HOUSTON INNOVATORS PODCAST EPISODE 62

Houston nonprofit leader on the importance of supporting research — from COVID-19 to materials science

Adam Kuspa of The Welch Foundation joins the Houston Innovators Podcast to discuss the COVID-19 vaccine, materials science, and more. Photo courtesy of The Welch Foundation

The Welch Foundation, a Houston-based nonprofit that supports researchers across the state, has identified a need to dedicate resources toward a specific field of study that affects everyone on a daily basis — and has done so for years: materials science.

"There's a reason that paleontologists and historians named the ages of human society after materials — the Bronze Age, the Stone Age, the Iron Age," Adam Kuspa, president of the Welch Foundation, says on this week's episode of the Houston Innovator's podcast.

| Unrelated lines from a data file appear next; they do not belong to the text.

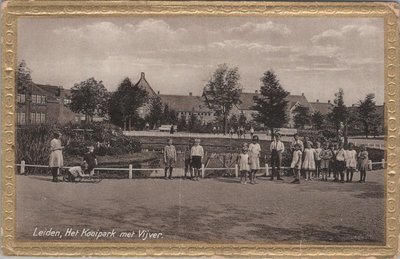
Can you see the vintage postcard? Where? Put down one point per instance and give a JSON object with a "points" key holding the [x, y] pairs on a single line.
{"points": [[245, 129]]}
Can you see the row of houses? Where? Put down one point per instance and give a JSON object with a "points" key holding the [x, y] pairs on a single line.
{"points": [[48, 104]]}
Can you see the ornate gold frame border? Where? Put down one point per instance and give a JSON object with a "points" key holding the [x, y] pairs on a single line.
{"points": [[14, 9]]}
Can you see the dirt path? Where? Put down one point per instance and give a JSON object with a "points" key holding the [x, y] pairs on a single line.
{"points": [[208, 210]]}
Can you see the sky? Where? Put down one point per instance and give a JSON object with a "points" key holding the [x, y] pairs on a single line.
{"points": [[314, 56]]}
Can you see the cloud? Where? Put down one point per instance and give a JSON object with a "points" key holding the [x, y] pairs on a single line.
{"points": [[262, 28], [332, 37]]}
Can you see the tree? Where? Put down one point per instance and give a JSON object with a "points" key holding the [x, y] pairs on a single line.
{"points": [[302, 116], [339, 115], [156, 112], [242, 120], [90, 98], [23, 81], [194, 122], [182, 124], [23, 77], [125, 102], [223, 91], [367, 113], [271, 104], [233, 121], [317, 120], [173, 118]]}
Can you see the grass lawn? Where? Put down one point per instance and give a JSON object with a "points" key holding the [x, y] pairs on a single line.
{"points": [[211, 210]]}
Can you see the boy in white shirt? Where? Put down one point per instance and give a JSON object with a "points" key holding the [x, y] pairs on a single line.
{"points": [[276, 148], [196, 155]]}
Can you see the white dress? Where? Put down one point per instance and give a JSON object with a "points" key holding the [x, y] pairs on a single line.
{"points": [[351, 158], [296, 160], [309, 161], [254, 156], [244, 162], [56, 157]]}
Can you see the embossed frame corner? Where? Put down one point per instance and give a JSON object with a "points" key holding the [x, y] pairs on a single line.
{"points": [[12, 10]]}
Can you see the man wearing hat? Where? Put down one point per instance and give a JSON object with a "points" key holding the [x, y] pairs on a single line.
{"points": [[91, 160]]}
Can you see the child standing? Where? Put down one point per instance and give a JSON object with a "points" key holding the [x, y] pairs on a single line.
{"points": [[296, 162], [169, 158], [362, 163], [317, 154], [197, 154], [326, 157], [76, 171], [340, 161], [309, 160], [188, 167], [244, 164], [351, 162], [91, 160], [333, 163], [254, 157]]}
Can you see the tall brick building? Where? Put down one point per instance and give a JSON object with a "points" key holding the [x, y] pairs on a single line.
{"points": [[44, 104]]}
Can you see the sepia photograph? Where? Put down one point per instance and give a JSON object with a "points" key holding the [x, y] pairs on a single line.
{"points": [[191, 129]]}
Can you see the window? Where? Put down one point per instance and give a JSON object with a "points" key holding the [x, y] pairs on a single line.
{"points": [[42, 118], [21, 98], [40, 99], [38, 118], [33, 117], [68, 101], [21, 118]]}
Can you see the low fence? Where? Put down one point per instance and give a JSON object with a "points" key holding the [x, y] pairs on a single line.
{"points": [[266, 170], [370, 145]]}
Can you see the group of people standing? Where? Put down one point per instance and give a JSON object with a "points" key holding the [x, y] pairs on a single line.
{"points": [[319, 162], [193, 156], [309, 161]]}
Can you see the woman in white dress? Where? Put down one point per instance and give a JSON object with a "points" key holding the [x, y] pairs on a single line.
{"points": [[56, 160], [309, 161]]}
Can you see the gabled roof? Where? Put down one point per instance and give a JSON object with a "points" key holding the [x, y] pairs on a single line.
{"points": [[299, 99], [248, 101], [323, 108], [143, 84], [185, 103]]}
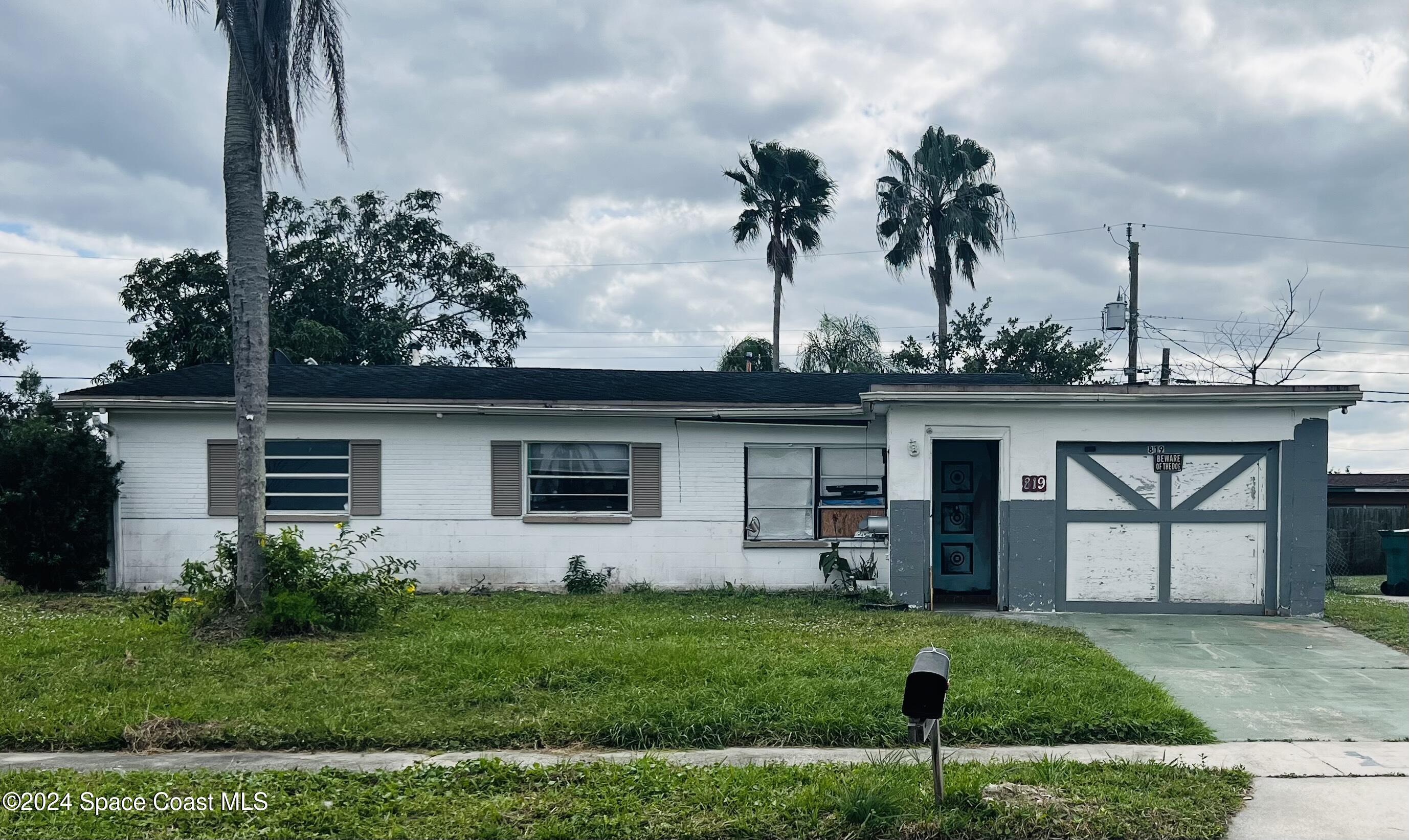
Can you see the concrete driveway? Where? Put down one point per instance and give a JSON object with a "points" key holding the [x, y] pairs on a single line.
{"points": [[1256, 678]]}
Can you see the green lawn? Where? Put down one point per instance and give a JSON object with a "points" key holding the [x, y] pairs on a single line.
{"points": [[1359, 584], [652, 800], [1383, 621], [522, 670]]}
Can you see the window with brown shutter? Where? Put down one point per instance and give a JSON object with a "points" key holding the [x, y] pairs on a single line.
{"points": [[506, 477], [646, 480], [221, 478], [365, 478]]}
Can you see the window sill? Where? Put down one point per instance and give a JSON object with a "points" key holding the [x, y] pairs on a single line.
{"points": [[578, 518], [844, 543]]}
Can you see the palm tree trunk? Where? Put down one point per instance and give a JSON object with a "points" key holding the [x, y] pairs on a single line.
{"points": [[249, 271], [778, 315]]}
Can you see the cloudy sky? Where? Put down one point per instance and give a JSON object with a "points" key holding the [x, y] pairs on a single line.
{"points": [[595, 133]]}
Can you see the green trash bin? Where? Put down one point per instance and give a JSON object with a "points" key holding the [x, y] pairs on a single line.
{"points": [[1397, 561]]}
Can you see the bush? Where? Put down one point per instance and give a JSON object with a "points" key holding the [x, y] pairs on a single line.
{"points": [[57, 492], [310, 588], [581, 580]]}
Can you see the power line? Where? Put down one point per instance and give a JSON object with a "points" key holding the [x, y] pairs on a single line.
{"points": [[1231, 233]]}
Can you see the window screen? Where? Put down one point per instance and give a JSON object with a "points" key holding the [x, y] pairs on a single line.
{"points": [[306, 475], [577, 477], [779, 494]]}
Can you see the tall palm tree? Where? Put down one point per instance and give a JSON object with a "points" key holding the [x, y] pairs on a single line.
{"points": [[846, 345], [787, 195], [940, 212], [282, 54]]}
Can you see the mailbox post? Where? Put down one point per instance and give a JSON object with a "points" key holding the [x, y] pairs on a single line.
{"points": [[923, 703]]}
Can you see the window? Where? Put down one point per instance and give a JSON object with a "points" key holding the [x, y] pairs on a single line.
{"points": [[578, 478], [306, 475], [798, 492]]}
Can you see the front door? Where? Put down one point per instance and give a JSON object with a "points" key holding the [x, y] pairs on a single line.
{"points": [[966, 522]]}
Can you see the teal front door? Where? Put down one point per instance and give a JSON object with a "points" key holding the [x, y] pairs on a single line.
{"points": [[966, 520]]}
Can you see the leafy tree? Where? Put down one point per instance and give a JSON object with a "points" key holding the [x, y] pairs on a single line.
{"points": [[10, 349], [847, 345], [1043, 351], [733, 360], [367, 281], [282, 53], [939, 212], [787, 195], [57, 492]]}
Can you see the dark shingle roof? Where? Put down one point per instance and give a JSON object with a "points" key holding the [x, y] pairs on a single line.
{"points": [[1389, 481], [429, 382]]}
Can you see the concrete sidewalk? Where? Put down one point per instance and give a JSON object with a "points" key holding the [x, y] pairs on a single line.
{"points": [[1262, 759]]}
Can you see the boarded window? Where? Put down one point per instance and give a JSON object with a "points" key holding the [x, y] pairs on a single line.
{"points": [[306, 475]]}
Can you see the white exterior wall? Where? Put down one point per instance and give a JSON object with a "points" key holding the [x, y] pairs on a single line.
{"points": [[436, 498], [1029, 435]]}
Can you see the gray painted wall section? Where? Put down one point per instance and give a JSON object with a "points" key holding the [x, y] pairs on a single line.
{"points": [[911, 552], [1031, 528], [1302, 576]]}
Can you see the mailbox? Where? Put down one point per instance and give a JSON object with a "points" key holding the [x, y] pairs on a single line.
{"points": [[926, 686]]}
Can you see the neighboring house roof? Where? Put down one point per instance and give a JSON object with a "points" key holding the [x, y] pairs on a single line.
{"points": [[1369, 481], [529, 385]]}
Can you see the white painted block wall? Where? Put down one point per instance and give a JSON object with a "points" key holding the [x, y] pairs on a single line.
{"points": [[436, 498]]}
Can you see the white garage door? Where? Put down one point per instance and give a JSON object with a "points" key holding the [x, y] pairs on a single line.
{"points": [[1166, 528]]}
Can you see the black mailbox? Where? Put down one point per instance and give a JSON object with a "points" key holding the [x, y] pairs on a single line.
{"points": [[926, 686]]}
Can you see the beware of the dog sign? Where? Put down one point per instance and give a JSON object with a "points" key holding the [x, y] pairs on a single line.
{"points": [[1169, 463]]}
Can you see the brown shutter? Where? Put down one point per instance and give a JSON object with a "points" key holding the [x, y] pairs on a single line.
{"points": [[646, 480], [506, 478], [221, 478], [365, 478]]}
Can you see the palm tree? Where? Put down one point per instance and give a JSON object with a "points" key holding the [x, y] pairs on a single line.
{"points": [[847, 345], [282, 54], [940, 212], [787, 195]]}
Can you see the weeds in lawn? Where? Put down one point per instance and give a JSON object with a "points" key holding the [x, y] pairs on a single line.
{"points": [[656, 801], [581, 580], [653, 670]]}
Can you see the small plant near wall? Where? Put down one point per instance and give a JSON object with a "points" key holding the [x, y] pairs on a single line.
{"points": [[312, 588], [581, 580], [865, 569], [832, 563]]}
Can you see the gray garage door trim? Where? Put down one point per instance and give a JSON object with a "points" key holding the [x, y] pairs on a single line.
{"points": [[1166, 515]]}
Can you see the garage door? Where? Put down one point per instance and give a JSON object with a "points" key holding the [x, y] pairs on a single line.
{"points": [[1167, 528]]}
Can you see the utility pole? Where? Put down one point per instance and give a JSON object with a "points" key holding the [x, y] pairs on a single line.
{"points": [[1135, 308]]}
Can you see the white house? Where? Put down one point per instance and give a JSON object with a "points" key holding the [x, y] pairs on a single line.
{"points": [[998, 492]]}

"You don't think about it, but it's because those materials transformed the way humans could interact with other humans and their environment," he continues. "Now, we're in this age of advanced materials. Every way a human interacts with their environment involves a material."

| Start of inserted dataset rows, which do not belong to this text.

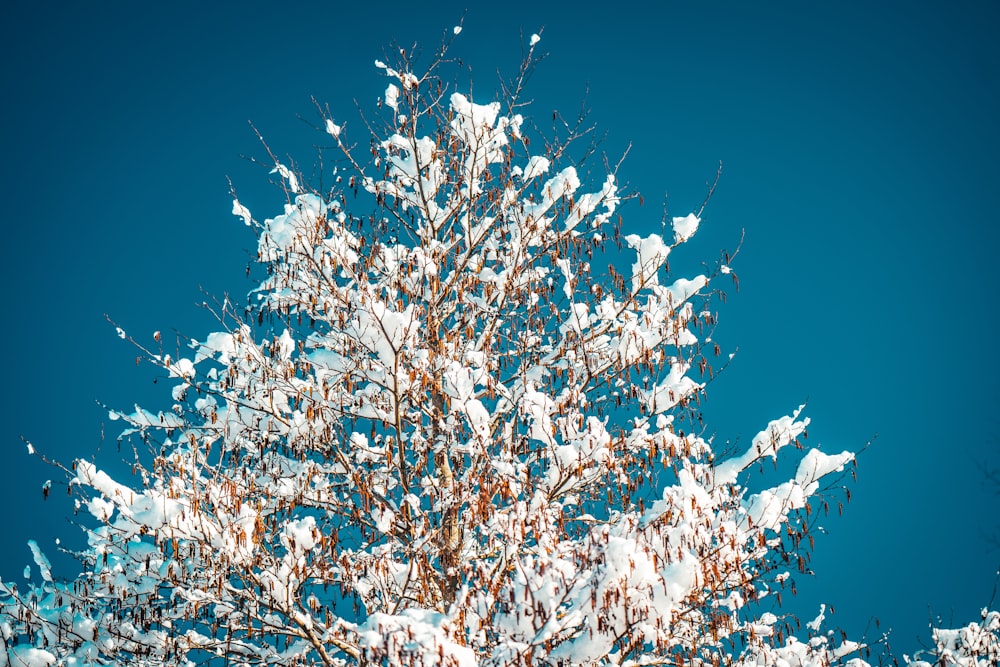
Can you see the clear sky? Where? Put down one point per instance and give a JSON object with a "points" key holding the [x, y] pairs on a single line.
{"points": [[859, 142]]}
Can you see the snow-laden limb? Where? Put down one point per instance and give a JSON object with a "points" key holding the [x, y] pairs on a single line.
{"points": [[442, 434], [975, 645]]}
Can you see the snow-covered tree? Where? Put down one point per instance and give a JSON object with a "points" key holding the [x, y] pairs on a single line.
{"points": [[454, 427]]}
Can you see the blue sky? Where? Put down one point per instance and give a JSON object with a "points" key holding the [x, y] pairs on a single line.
{"points": [[859, 143]]}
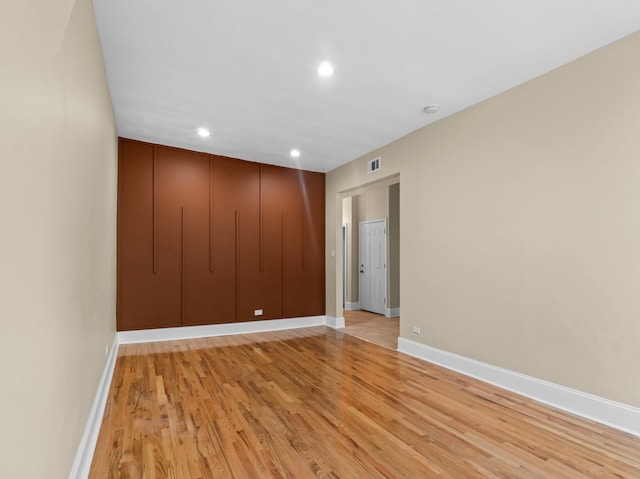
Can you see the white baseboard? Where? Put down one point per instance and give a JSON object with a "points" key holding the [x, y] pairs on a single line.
{"points": [[192, 332], [392, 312], [335, 323], [84, 455], [617, 415]]}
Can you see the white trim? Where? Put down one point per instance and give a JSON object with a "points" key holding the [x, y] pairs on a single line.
{"points": [[84, 454], [335, 323], [617, 415], [352, 306], [192, 332], [392, 312]]}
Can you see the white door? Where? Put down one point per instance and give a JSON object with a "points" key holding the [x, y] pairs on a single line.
{"points": [[373, 266]]}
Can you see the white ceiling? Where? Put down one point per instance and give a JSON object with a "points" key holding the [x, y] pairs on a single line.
{"points": [[246, 69]]}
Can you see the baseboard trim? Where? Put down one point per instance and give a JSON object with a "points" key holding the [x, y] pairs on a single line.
{"points": [[604, 411], [86, 449], [193, 332], [335, 323], [392, 312], [352, 306]]}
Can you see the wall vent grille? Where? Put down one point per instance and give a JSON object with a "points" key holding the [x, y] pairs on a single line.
{"points": [[373, 165]]}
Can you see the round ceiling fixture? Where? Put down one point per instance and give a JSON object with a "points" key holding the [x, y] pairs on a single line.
{"points": [[325, 69]]}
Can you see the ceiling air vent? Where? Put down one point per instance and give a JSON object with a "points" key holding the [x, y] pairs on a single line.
{"points": [[373, 165]]}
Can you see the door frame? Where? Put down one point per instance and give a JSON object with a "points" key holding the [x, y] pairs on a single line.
{"points": [[385, 267]]}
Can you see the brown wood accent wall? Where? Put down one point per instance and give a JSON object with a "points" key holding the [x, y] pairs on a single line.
{"points": [[205, 239]]}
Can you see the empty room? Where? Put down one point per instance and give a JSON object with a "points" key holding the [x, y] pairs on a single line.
{"points": [[320, 239]]}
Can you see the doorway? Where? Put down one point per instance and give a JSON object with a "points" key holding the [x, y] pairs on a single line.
{"points": [[368, 204], [373, 265]]}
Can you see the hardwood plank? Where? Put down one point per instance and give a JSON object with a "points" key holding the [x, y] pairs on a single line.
{"points": [[317, 402]]}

Despite this revolutionary moment the field is in, materials science still tends to be a relatively underfunded sector of research with a lot of potential, Kuspa says. That's among the reasons that the organization announced its plan to create the Welch Institute at Rice University focused on materials science. The announcement included a $100 million gift to the university, and the institute's physical location is currently under construction.

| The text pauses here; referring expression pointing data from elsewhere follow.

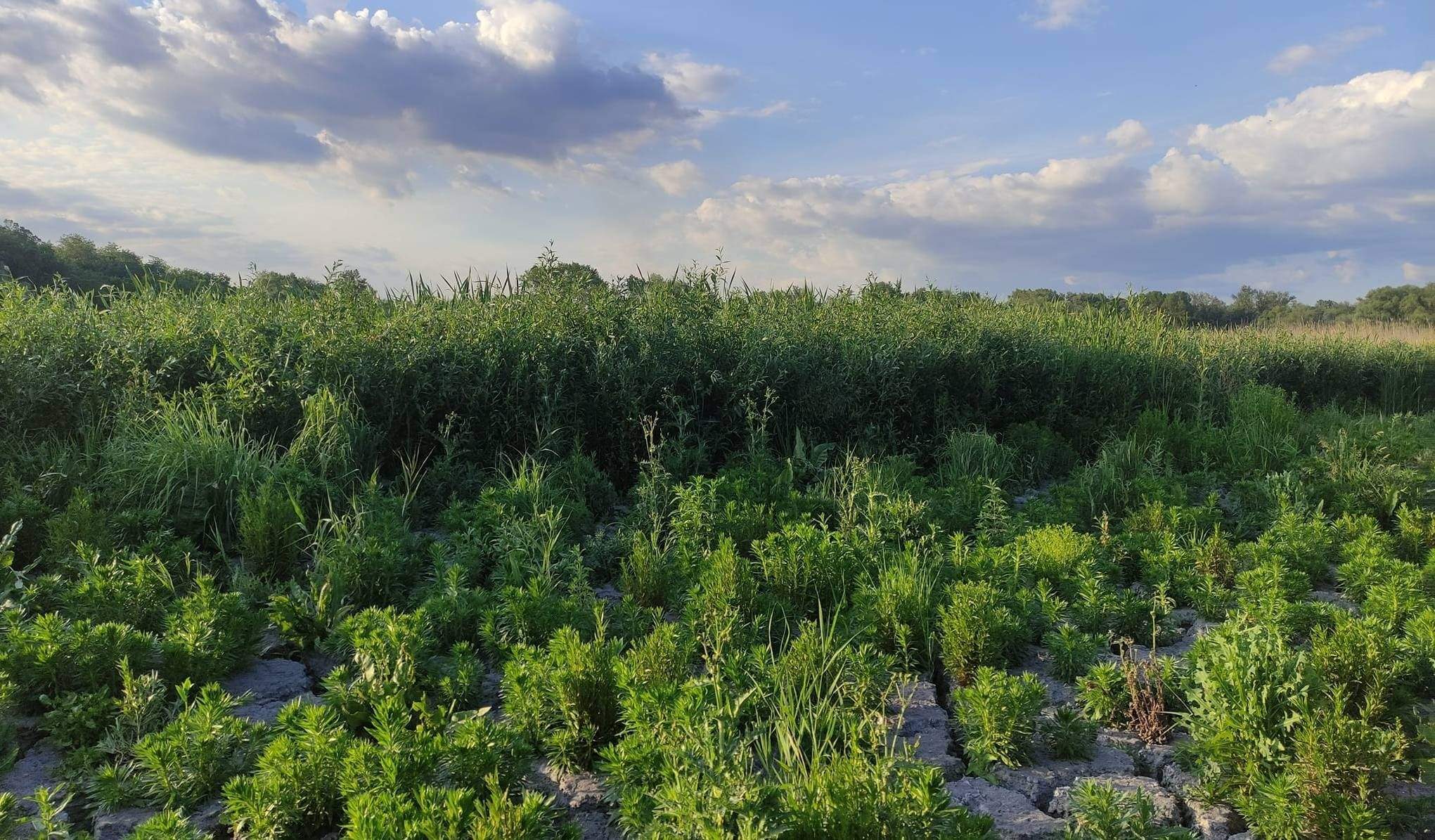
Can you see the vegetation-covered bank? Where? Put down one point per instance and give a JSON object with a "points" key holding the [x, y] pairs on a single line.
{"points": [[662, 562]]}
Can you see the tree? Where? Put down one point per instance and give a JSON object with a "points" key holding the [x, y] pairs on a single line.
{"points": [[26, 256]]}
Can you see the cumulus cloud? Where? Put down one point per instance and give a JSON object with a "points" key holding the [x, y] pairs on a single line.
{"points": [[690, 81], [676, 177], [1054, 15], [1377, 127], [1296, 56], [1130, 136], [1338, 169], [247, 79]]}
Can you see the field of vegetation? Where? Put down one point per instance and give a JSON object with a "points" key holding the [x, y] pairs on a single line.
{"points": [[669, 559]]}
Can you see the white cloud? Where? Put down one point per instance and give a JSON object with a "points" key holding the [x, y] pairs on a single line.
{"points": [[247, 79], [1344, 167], [1371, 128], [690, 81], [1296, 56], [676, 177], [530, 32], [1130, 136], [1062, 13], [1192, 186]]}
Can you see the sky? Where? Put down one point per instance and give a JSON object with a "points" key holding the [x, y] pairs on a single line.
{"points": [[1069, 144]]}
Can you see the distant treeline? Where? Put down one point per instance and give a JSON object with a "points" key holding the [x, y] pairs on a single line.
{"points": [[84, 266], [1251, 306]]}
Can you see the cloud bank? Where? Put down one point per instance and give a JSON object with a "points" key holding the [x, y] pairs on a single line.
{"points": [[250, 81], [1339, 167]]}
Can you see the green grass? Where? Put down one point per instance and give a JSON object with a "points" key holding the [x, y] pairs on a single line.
{"points": [[696, 545]]}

Aside from this recent announcement, it's been an interesting year for the Welch Foundation as — just like any other organization — the pandemic has caused various disruptions for Kuspa and his team. At the same time, COVID-19 has forced an unprecedented public-private response from the medical community, the government, and more.

"I'm very proud of the scientific enterprise in this country and around the world — they way it's been supported, developed, and maintained over the years — to allow for something like this be even contemplated," Kuspa says.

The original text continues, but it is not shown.